I learned early on the tremendous responsibility and gut-wrenching decisions that one faces in the heat of combat. On Jan. 17, 1991 – the first evening of the Gulf War – I had been assigned to lead one of the first air strike campaigns into Baghdad. It was surreal to see all the enemy fire throughout the night sky. We destroyed our key targets and were returning to base when I received a new order. I was to turn back around and take out an enemy fighter jet. As I ran the intercept, I was cleared to kill.
But something didn’t seem right. The jet in question was flying very low and heading in the general direction of our allied forces. It didn’t make sense to me that he could be an enemy fighter. As I considered this, I received several orders to fire, each from a successively higher-ranking officer – all the way up to a general.
Still, I held my fire.
When I completed the intercept, I could see that the jet thought to be an enemy fighter was actually a Saudi Tornado. He was an ally who had gotten separated from our strike package and was trying to make his way back to our base. I ended up escorting him back to safety.
As we landed, I noticed the military police were waiting for me. They were not there to congratulate me. Rather, the MPs arrested me for disobeying direct orders. Thankfully the Saudi pilot -- a member of the royal family, as it turned out – told his command what had happened. My leadership removed my handcuffs and instead awarded me the Distinguished Flying Cross.
After that incident, all F-15 units adopted a more discriminatory approach to aircraft identification. That encounter and the tough decisions I had to make that night continue to guide me today. The right thing to do isn’t always the easy thing to do.
Our state has a proud tradition of military service. The Oklahoma Military Hall of Fame has recognized 235 heroes since its inaugural class in 1999. One of those heroes is Brigadier General Kenneth Marlar Taylor. Like me, Kenneth was raised in the Osage County town of Hominy. On the morning of Dec. 7, 1941, he was stationed with the Army Air Corps at Wheeler Airfield in Honolulu.
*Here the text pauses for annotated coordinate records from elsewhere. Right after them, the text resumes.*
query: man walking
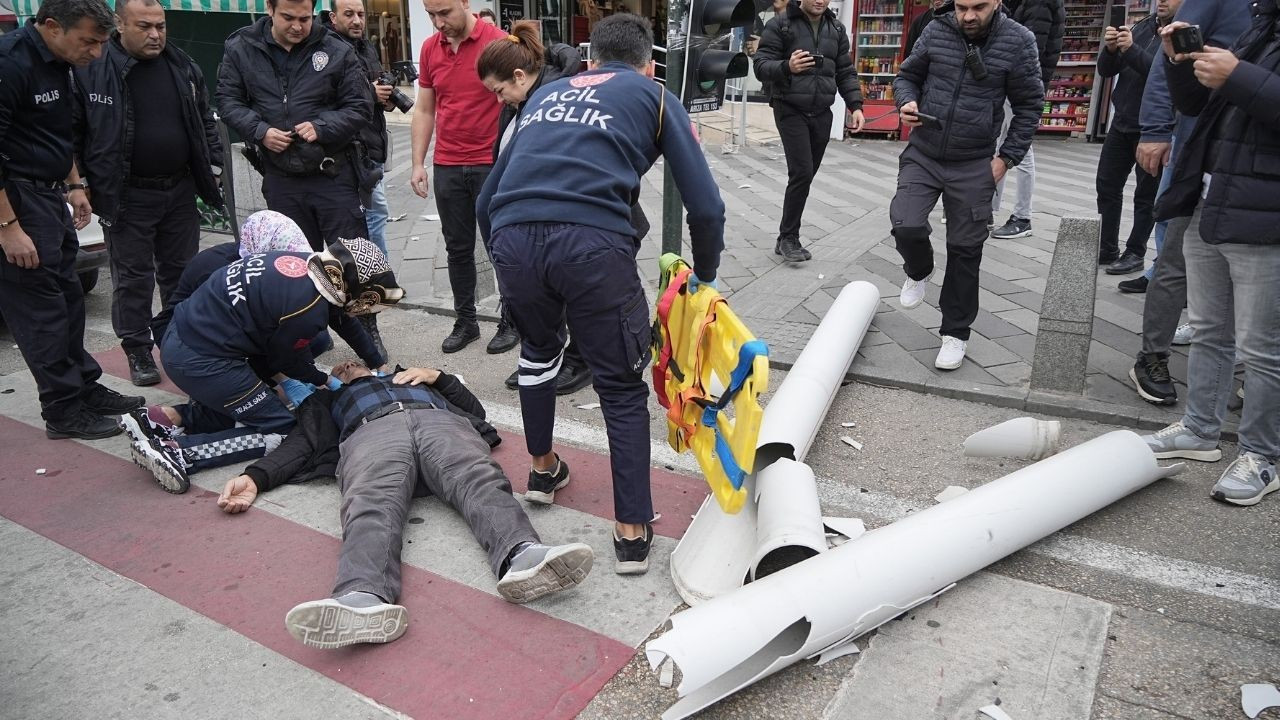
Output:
[1096,0,1181,275]
[218,0,374,250]
[754,0,863,263]
[410,0,520,354]
[76,0,223,386]
[476,13,724,574]
[0,0,143,439]
[890,0,1044,370]
[991,0,1066,240]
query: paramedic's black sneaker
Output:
[440,320,480,352]
[284,592,408,650]
[45,410,120,439]
[498,542,595,603]
[613,523,653,575]
[81,383,147,415]
[525,456,568,505]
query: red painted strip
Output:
[93,346,187,394]
[93,347,708,539]
[0,418,634,720]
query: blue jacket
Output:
[476,63,724,281]
[170,252,387,386]
[1138,0,1252,142]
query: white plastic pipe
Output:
[671,281,879,605]
[645,430,1181,720]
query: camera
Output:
[378,73,413,113]
[1170,26,1204,54]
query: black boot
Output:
[125,348,160,387]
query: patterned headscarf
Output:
[307,237,404,315]
[239,210,311,258]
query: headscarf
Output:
[307,237,404,315]
[239,210,311,259]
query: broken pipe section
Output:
[645,430,1181,720]
[671,281,879,605]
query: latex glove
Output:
[689,273,719,295]
[280,378,316,407]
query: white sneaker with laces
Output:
[933,334,969,370]
[897,273,933,310]
[1174,323,1192,345]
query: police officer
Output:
[476,13,724,574]
[76,0,223,386]
[218,0,374,250]
[0,0,143,439]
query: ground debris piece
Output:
[978,705,1014,720]
[933,486,969,502]
[1240,683,1280,717]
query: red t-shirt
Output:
[417,18,507,165]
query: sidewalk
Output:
[378,126,1187,428]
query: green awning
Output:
[13,0,266,22]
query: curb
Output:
[396,294,1238,442]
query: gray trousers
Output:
[1142,212,1190,357]
[333,409,539,602]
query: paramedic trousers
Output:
[489,223,653,524]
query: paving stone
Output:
[872,310,942,351]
As the sneak attack on Pearl Harbor began, he and several comrades were able to get their P-40 fighters airborne to attack the enemy planes. Kenneth was wounded during the fight and credited with two probable kills. The following week, he and a fellow lieutenant were awarded the first awards for heroism during World War II, receiving the Distinguished Service Cross.
First Sgt. Pascal Cleatus Poolaw is another Oklahoma hero and Hall of Fame member who wasn’t afraid to make hard decisions. A member of the Kiowa Tribe who served in the U.S. Army during WWII, the Korean War and the Vietnam War, Pascal is the most decorated American Indian soldier in U.S. history. He was awarded four Silver Stars, five Bronze Stars and three Purple Hearts for his actions. Tragically, Pascal was killed in action in Vietnam.
These heroes exemplified the valor and the selflessness of so many other Oklahomans who defended our freedom. During my time in the service, I saw many face adversity with undeniable strength and make personal sacrifices with unwavering commitment.
This month, we honor our veterans and their families. Let us never forget that freedom is not free.